With that in mind, should you be looking to fit winter tyres on your car this winter, and what benefits will they have for you and your safety?

Safety is paramount

Of course, it's always important to make sure that you are safe on the roads, and ensuring that your car is in tip-top shape is the best way to do this. However, it's even more vital in winter than it is in the warmer months, and winter tyres can help improve levels of safety. 

According to Continental, around half of all insurance claims for accidents are made during the winter months, while drivers are six times more likely to have an accident in the winter weather than any other time during the year. WIth this in mind, it makes sense to fit a tyre to the car that can help improve safety levels. 

Specially made

When you are looking for a safer tyre for a certain part of the year, it makes perfect sense to be choosing something that is specifically designed for using in certain weather conditions. So what is different about winter tyres? 
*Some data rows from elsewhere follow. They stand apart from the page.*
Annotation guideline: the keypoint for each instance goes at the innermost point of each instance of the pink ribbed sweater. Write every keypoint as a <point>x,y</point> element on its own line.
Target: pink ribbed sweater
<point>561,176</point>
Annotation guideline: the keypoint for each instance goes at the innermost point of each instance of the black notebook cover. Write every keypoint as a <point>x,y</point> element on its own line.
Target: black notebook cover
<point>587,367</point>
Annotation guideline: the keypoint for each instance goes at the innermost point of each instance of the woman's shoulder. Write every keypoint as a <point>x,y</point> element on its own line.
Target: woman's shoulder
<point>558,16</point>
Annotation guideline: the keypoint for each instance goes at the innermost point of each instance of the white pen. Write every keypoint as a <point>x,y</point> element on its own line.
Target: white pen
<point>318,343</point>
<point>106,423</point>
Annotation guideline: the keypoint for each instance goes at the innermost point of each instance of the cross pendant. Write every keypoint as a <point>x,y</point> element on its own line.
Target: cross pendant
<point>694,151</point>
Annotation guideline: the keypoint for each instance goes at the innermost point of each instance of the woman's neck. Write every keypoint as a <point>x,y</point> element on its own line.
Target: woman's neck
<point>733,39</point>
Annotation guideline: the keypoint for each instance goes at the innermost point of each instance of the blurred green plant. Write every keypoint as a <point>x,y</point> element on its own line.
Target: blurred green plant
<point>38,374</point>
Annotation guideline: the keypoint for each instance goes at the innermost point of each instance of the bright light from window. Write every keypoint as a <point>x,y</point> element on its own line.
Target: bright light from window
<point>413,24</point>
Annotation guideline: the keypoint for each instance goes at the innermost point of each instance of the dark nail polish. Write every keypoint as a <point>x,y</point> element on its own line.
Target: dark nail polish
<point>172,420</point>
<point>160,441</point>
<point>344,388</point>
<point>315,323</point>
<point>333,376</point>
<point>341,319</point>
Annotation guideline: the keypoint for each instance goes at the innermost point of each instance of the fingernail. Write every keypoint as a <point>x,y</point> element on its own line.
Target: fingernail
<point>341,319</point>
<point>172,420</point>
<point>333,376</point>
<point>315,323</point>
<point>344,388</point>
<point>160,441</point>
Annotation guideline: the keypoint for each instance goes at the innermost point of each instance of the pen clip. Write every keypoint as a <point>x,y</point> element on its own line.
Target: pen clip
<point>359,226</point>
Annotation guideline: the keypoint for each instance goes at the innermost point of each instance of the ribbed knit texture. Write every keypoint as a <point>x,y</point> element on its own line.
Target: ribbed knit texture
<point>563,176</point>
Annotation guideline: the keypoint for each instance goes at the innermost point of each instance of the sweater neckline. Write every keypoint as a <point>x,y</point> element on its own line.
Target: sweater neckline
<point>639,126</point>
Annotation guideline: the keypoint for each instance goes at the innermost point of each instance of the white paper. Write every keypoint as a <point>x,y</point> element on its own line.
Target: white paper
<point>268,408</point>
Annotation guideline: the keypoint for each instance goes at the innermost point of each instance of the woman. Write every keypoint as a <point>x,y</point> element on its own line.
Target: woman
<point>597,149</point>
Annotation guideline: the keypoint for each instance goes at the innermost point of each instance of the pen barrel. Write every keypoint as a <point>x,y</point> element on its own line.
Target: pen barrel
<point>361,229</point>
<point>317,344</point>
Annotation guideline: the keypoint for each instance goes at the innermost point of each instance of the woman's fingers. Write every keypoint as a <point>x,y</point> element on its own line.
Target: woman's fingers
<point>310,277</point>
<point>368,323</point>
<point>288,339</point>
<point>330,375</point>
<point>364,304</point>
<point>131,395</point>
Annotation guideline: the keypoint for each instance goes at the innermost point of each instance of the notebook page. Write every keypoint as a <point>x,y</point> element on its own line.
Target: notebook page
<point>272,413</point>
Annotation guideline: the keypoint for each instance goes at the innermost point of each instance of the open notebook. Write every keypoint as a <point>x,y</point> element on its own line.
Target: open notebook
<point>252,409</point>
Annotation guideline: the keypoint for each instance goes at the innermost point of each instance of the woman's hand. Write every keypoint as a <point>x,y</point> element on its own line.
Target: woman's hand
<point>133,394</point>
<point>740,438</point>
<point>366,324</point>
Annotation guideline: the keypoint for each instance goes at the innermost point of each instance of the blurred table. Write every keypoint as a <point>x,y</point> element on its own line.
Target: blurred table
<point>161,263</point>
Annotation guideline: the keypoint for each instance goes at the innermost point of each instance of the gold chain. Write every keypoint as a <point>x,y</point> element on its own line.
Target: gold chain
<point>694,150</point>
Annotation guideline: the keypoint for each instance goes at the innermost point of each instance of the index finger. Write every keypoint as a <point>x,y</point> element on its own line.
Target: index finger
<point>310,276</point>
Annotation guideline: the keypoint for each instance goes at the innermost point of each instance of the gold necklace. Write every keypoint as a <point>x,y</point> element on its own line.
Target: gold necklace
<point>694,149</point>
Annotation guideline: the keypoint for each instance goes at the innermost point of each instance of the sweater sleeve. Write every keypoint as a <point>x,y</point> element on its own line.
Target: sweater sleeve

The main difference centres around grip when the mercury drops. While summer tyres are perfectly adequate during warmer periods, they are made of a rubber that can freeze and harden in temperatures below seven degrees. This can leave drivers facing reduced grip in treacherous conditions. 

Winter tyres, on the other hand, are specifically designed to remain softer in cold weather, gripping the road better and enhancing your chances of staying safe. 

Braking distances

Grip aside, braking distances will be another of the most important issues that drivers face on winter roads. As conditions become more difficult to handle, you may be faced with other drivers stamping on the brakes, and you need to be sure that your tyres can deal with this. 

This is where winter tyres come into their own. On snow, for example, the braking distance at 50 kmh will drop from 43 metres for summer tyres to 35 metres with winter tyres. Similarly on ice at the same speed, stopping distance will be 57 metres on winter tyres, compared to 68 metres on summer tyres.